The name Galbraith was synonymous with Kootenay at the time. Among the earliest settlers at Galbraith's Ferry (later Fort Steele) the Galbraiths were entrepreneurs and landowners of the first order. The family owned a large amount of land that included Joseph's Prairie, an area James Baker viewed as a prime location. So saying, he duly purchased some 480 acres in August, 1885, for nearly $20,000, and set up shop at the former Galbraith ranch on the gently rising hill to the southeast of the prairie. The rough settlement included a lumber mill, a store, a barn, a few dwellings, and the district customs house. He added more acreage in 1886 and 1887 for a total of nearly 6,000 acres (about half the size of present day Cranbrook). Of that, about 100 acres was cultivated as farm land, yielding hay, wheat, oats and vegetables. He also ran a store that sold both necessities and hard to find items, often imported from England.

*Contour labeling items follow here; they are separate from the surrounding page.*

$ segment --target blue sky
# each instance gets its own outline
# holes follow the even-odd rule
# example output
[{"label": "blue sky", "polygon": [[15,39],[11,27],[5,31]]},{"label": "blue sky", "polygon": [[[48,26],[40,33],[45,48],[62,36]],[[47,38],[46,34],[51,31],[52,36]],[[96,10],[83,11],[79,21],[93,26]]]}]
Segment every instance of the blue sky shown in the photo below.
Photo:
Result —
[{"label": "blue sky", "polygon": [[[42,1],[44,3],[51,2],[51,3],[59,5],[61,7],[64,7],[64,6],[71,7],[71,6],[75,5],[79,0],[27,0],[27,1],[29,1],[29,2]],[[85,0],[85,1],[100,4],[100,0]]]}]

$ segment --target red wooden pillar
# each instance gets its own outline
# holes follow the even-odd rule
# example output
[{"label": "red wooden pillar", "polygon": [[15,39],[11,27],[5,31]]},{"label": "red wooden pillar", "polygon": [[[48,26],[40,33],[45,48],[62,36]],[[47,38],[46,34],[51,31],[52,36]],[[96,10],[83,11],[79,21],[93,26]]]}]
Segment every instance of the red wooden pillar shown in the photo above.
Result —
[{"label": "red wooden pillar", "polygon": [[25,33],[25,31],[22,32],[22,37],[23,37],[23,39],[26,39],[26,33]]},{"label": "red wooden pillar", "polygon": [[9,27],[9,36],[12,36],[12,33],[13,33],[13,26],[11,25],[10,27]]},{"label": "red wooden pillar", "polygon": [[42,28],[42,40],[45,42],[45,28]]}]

He named his property Cranbrook Farm, after the town in Kent, England, where his ancestors had once maintained an estate. Further, he fenced his open prairie, an act that did not sit well with the local natives although impending violence was averted by the arrival of Sam Steele and his men of the North West Mounted Police.

James consolidated his position as a man of influence in the mid-1880s, when he was elected Member of Parliament for the Kootenays, a position he would hold for many years. During this time, along with his political duties, he formed a syndicate with William Fernie and Arthur Fenwick for the exploration and mining of coal under the Crow's Nest Company. So too, was the Crows Nest Pass marked as the easiest route for the southern railway to enter British Columbia.

The Ft. Steele Prospector newspaper, published by editor A.B. Grace, himself an ardent booster of his town and an even more ardent detractor of James Baker and all things Cranbrook, fired a typical broadside in July 1897, declaring James Baker "...played the traitor and outraged the sacred trust reposed in him." Further, he was "...prostituting his position as our representative [Member of Parliament] for selfish purposes and personal gain even though he has denied it several times."

When one considers the vitriol exhibited it should be recalled that when James Baker was elected as Kootenay member of parliament the majority of his constituents were centered in and around Fort Steele. It is easy to understand that they felt betrayed by their political representative. On the other hand, in the same newspaper it is noted that, according to Mr. Grace, the assessed value of Ft. Steele amounted to 300 property lots worth $63,960 or $213.20 per lot versus Cranbrook with 1,088 lots at $72,130, or $66.30 per lot. This may, in fact, have been an important factor in the CPR's decision to choose Cranbrook as the site of their depot.

There is some evidence to suggest that Fort Steele land speculators hiked their prices appreciably in expectation of the coming of the CPR. It was a ploy with which the railway was all too familiar. The fact that Mr. Baker went so far as to grant 50 per cent of his Cranbrook Townsite to the CPR must certainly have further influenced their final decision.

Still, the actual bottom line may well be found in a letter from CPR chief Engineer Lumsden, in 1897, in which it is stated that the railway "...could not be located nearer to Ft. Steele than it is without damaging the character of the line by increasing the length and the gradients." Simply put, it was safer and easier to build the railway line through Wardner and on to Cranbrook than to go through Fort Steele.

The decision spelled eventual doom for the town of Fort Steele, forever foiling the hopes of those who had invested there.

With the arrival of the CPR to the Cranbrook Townsite in 1898 and the rapid growth of the town, James Baker must have felt a definite pride. He may too have felt much of his work was done for he returned to England in 1900, leaving his interests under the care of his son Valentine Hyde Baker.

James Baker, a man of intelligence, grace and dignity, died of heart failure, age 76, at Parkstone, England, on July 31, 1906.